Once the race was completed, we headed to the oval for the presentation of medals to those athletes who placed first, second and third. I congratulate the winners of the 10K and 5K races, including Martin Smellie, Doug Goulding, Andrew Heyden, Amelia Gorman, Lara Cumming, Megan Zalloua, Charlie Bradford, Michael Tozer, Anthony Slaven, Georgie Farrar, Imogen Robertson and Janna Robertson. I also got to catch up with Nathan Whitty, who placed first in the 10K run last year and who came second this year. In my view, all the participants made remarkable achievements in supporting such a worthwhile cause and helping to raise funds for Special Olympics Upper North Shore.
I congratulate the event sponsors, including Knox Grammar, Poolwerx Turramurra, Differently Abled People Association, Like Family, Unisson Disability, Hireup, and Ku-ring-gai Fitness and Aquatic Centre. Funds raised from the event will ensure that, looking forward, the Special Olympics program will continue across the North Shore community, where over 200 athletes and their families will establish connections through involvement in sport. The challenge to restart the program in a COVID-safe way across 11 sports and 40 locations has been significant. Since the pandemic, some sports, like softball, have had to be stopped. We understand the impact this must have on so many people.

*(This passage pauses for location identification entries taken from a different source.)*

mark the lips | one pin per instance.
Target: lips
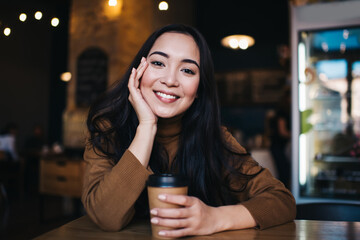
(166, 97)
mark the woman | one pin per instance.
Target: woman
(163, 117)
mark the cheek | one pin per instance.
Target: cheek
(191, 89)
(147, 79)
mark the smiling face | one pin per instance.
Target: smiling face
(170, 82)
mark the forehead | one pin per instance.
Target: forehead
(177, 44)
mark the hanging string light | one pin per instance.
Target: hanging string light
(38, 15)
(55, 22)
(22, 17)
(7, 31)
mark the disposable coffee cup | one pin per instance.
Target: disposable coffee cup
(160, 184)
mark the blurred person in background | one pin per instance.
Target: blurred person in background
(8, 142)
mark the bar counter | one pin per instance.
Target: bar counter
(84, 228)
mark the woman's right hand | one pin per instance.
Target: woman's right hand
(143, 111)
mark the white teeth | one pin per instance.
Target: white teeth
(166, 95)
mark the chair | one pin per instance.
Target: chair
(4, 208)
(328, 211)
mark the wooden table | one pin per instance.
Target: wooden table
(84, 228)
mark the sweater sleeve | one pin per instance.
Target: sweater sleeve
(110, 190)
(267, 199)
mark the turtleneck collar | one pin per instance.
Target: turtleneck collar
(169, 127)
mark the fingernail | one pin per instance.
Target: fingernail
(154, 220)
(162, 197)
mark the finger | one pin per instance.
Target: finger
(170, 212)
(176, 233)
(171, 223)
(177, 199)
(139, 73)
(131, 83)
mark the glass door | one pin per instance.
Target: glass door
(329, 106)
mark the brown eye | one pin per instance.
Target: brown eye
(157, 63)
(188, 71)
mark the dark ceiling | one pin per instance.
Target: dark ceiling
(267, 21)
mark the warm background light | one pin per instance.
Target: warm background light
(66, 76)
(163, 6)
(238, 41)
(7, 31)
(22, 17)
(112, 3)
(38, 15)
(55, 22)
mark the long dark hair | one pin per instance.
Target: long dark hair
(112, 124)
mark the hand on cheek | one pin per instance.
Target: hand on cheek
(193, 218)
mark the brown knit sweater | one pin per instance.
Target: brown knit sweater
(111, 190)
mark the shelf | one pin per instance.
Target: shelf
(336, 159)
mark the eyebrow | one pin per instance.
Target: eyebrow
(186, 60)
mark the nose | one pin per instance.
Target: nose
(170, 79)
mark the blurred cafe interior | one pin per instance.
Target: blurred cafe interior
(296, 61)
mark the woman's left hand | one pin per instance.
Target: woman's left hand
(194, 218)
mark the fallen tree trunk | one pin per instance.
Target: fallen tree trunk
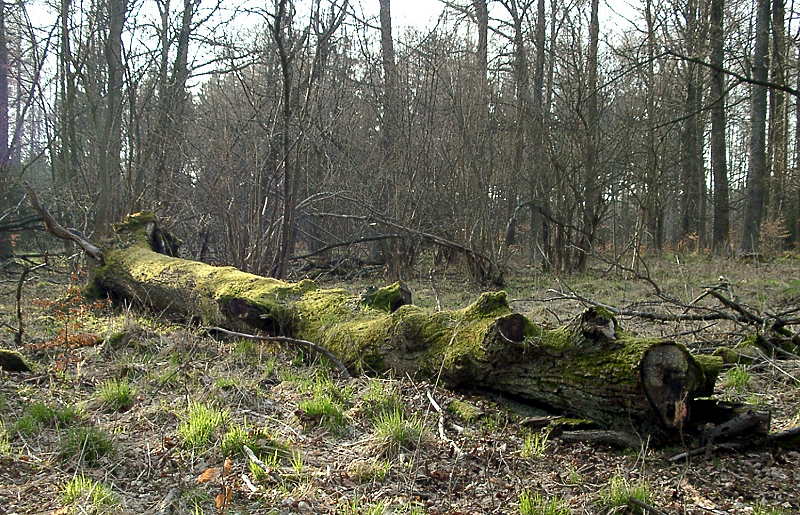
(589, 368)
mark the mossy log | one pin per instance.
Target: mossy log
(13, 361)
(590, 368)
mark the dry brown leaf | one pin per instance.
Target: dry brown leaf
(209, 474)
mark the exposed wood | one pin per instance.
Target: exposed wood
(292, 341)
(589, 368)
(612, 438)
(20, 283)
(13, 361)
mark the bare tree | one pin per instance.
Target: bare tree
(591, 182)
(5, 151)
(719, 159)
(757, 186)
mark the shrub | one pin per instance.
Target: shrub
(396, 432)
(537, 504)
(619, 491)
(116, 395)
(199, 425)
(95, 497)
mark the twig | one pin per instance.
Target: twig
(20, 325)
(266, 468)
(292, 341)
(57, 230)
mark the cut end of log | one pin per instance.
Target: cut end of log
(389, 298)
(13, 361)
(668, 374)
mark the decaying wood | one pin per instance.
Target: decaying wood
(20, 324)
(13, 361)
(613, 438)
(292, 341)
(590, 368)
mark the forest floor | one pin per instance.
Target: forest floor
(126, 412)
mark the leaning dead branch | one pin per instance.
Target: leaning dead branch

With the support of individuals, volunteers and organisations, the Ku-ring-gai Fun Run and Special Olympics Upper North Shore will continue to thrive and prevail against all challenges. There are currently over 200 million people in the world with an intellectual disability, and 5½ million in the Special Olympics program. The goal is to reach out to each and every one of them and their families. With that special knowledge in mind, I would say that the transformative power of the Special Olympics in the lives of millions of people is a truly worthwhile cause that deserves our community's ongoing support. It has been a particularly difficult time with the disruption to special sports generally, and I spoke to some of the athletes and their families about the impact that has had upon them. Certainly, it is the community and the engagement which they enjoy so much—and the volunteer coaches also absolutely love working with the athletes. It has been another great year of the Ku-ring‑gai Chase Fun Run or Walk. We look forward to next year's run and walk as well.